Choreography: George Balanchine
Music: Igor Stravinsky
Debut: New York City Ballet (NYCB), 1957
I have seen Agon in live performances by the NYCB several times and, like many ballet fans, perhaps too many times to truly remember its brilliance. I blame this sad fact on a summer intensive I attended as a middle school student at the Briansky Ballet Center, which was in Saratoga Springs, NY at the time. Oblivious to my luck, I attended 3 or 4 NYCB performances during my two weeks at the camp. Unfortunately, several pieces, including Agon as well as Apollo and Sleeping Beauty excerpts, were repeated in several of the performances I saw and I (please forgive me, I was only 12 years old!) grew bored of the repetition.
Today I would have a much happier response to such a treat but the experience at the time had the unfortunate effect of making me feel bored of Balanchine. I think that some audiences today might be suffering from the same over-playing of certain standard repertoires. Although an innovator and an inspiration in his time, Balanchine has been so revered and so pristinely preserved in the years since his death almost 30 years ago that I’m afraid, for some of us, his works have lost some of their lustre.
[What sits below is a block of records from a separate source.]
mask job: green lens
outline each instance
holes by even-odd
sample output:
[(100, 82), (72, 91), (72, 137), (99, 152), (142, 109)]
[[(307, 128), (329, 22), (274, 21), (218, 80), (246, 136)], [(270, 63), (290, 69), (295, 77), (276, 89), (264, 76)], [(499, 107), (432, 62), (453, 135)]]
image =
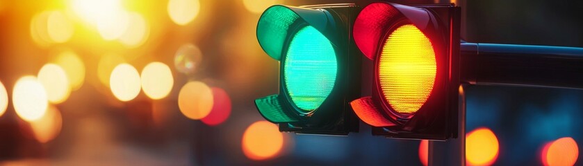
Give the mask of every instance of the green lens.
[(312, 26), (300, 29), (290, 42), (284, 64), (286, 88), (302, 112), (320, 107), (334, 86), (338, 71), (332, 44)]

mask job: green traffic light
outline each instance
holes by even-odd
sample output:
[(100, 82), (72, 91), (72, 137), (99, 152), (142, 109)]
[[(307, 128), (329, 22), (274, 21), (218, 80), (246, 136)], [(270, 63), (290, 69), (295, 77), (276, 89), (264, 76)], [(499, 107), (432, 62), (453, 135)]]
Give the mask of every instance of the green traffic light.
[(318, 109), (334, 87), (338, 62), (330, 41), (311, 26), (293, 37), (284, 59), (288, 95), (302, 113)]

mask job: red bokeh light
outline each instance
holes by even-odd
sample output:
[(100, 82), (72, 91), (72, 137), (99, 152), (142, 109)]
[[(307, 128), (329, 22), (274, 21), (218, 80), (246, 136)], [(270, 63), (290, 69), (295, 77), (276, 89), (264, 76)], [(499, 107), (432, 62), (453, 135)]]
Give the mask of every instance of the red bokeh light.
[(222, 89), (213, 87), (211, 89), (213, 91), (214, 101), (213, 109), (211, 110), (208, 116), (202, 118), (201, 121), (207, 125), (215, 126), (227, 120), (231, 115), (231, 98)]

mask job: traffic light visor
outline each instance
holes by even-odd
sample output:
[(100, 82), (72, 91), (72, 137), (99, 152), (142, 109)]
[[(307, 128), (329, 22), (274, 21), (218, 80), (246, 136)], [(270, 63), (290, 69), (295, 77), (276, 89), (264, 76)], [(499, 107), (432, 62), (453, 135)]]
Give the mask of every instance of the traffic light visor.
[[(257, 40), (270, 57), (281, 60), (287, 39), (294, 28), (309, 25), (322, 33), (334, 28), (334, 19), (320, 9), (276, 5), (268, 8), (257, 24)], [(328, 35), (325, 35), (328, 37)], [(331, 40), (333, 41), (333, 40)]]

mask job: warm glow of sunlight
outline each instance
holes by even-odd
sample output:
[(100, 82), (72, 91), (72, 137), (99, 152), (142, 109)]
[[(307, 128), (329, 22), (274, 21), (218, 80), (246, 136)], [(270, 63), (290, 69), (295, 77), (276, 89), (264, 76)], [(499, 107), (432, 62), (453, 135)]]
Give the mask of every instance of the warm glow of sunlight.
[(213, 109), (213, 91), (201, 82), (189, 82), (178, 94), (178, 107), (185, 116), (192, 120), (202, 119)]
[(421, 160), (421, 164), (423, 165), (428, 165), (429, 156), (429, 141), (427, 140), (422, 140), (421, 143), (419, 144), (419, 160)]
[(64, 43), (73, 36), (73, 23), (61, 11), (53, 11), (47, 20), (47, 31), (51, 39), (56, 43)]
[(151, 62), (142, 70), (142, 89), (154, 100), (165, 98), (174, 84), (170, 68), (161, 62)]
[(184, 26), (192, 21), (200, 10), (199, 0), (168, 1), (168, 15), (176, 24)]
[(201, 121), (209, 126), (218, 125), (229, 118), (231, 115), (231, 98), (224, 89), (217, 87), (213, 90), (213, 109), (208, 116), (202, 118)]
[(544, 165), (574, 165), (579, 158), (579, 147), (573, 138), (561, 138), (546, 144), (541, 155)]
[(150, 28), (139, 13), (129, 14), (127, 30), (120, 37), (120, 42), (128, 48), (135, 48), (141, 46), (148, 39)]
[(44, 87), (34, 76), (19, 79), (14, 86), (12, 98), (16, 114), (28, 122), (42, 117), (49, 105)]
[(482, 127), (466, 135), (466, 159), (469, 165), (491, 165), (496, 161), (498, 139), (490, 129)]
[(49, 107), (47, 113), (38, 120), (31, 121), (35, 138), (41, 143), (54, 139), (60, 133), (63, 118), (60, 111), (54, 106)]
[(38, 71), (38, 81), (47, 90), (49, 101), (58, 104), (67, 100), (71, 93), (71, 88), (67, 73), (58, 65), (47, 64)]
[(6, 87), (0, 82), (0, 116), (4, 115), (8, 107), (8, 93)]
[(247, 158), (259, 160), (272, 158), (284, 147), (284, 135), (277, 124), (268, 121), (252, 124), (243, 133), (243, 153)]
[(141, 89), (140, 74), (129, 64), (117, 65), (111, 72), (109, 87), (113, 95), (122, 102), (136, 98)]

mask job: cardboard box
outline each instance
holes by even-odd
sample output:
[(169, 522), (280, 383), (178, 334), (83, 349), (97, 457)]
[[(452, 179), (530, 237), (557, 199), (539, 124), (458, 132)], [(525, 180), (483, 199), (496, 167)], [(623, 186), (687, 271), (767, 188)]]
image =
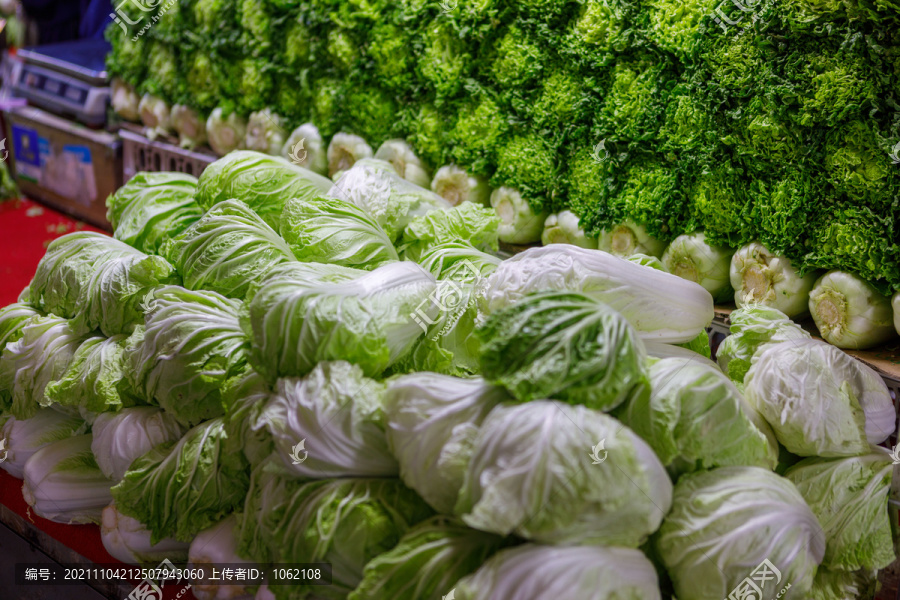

In “Apollo’s Angels,” the book that is the impetus for this blog, author Jennifer Homans depicts Balanchine as the last, best choreographer. Perhaps she is correct, although I hope there will be more to come. But a significant aspect of Balanchine’s choreography was his approach to each production, each performance as a unique moment in time, never to be repeated exactly. He made ballets for particular dancers and eagerly retooled them for subsequent casts. In efforts to capture his legacy, NYCB and other companies seem to have embalmed Balanchine’s works. Today they are performed constantly and with strict adherence to past presentations. For some of us who have seen them a few too many times, Balanchine’s ballets no longer feel fresh. They feel like part of the canon – important but not particularly exciting.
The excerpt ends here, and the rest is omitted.